Step 3 management: When NAT is suspected, admit the child and notify CPS before discharge — never discharge first, report later. The hospital is the safe holding environment.

— 0–3 yr: toddler's fracture, DDH, NAT, septic arthritis (Kingella).
— 4–8 yr: transient synovitis, LCP, JIA-oligoarticular.
— 9–16 yr: SCFE, Osgood-Schlatter, stress fracture, osteosarcoma, Ewing.
— Neonate: GBS, S. aureus, gram-negatives.
— 6 mo–4 yr: Kingella kingae (often from URI).
— Older child: S. aureus.
— Adolescent sexually active: Neisseria gonorrhoeae.
— Sickle cell osteomyelitis: Salmonella.
— Puncture through sneaker: Pseudomonas.
Board pearl: Frog-leg lateral view is the single most important radiograph in adolescent hip/knee pain — without it, you will miss SCFE.

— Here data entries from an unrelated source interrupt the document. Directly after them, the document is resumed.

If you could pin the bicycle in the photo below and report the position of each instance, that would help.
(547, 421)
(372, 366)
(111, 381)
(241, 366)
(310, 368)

Key distinction: When the stem gives fever + non-weight-bearing, the answer is almost always septic arthritis workup, even if some Kocher criteria are borderline.

A limp in a child is never normal — stratify by age, score with Kocher, image the hip even when the knee hurts, and never miss SCFE, septic arthritis, NAT, or leukemia.
Board pearl: The single most tested concept is adolescent knee pain → image the hip → diagnose SCFE → percutaneous in-situ screw fixation, non-weight-bearing in the interim — memorize this pathway cold.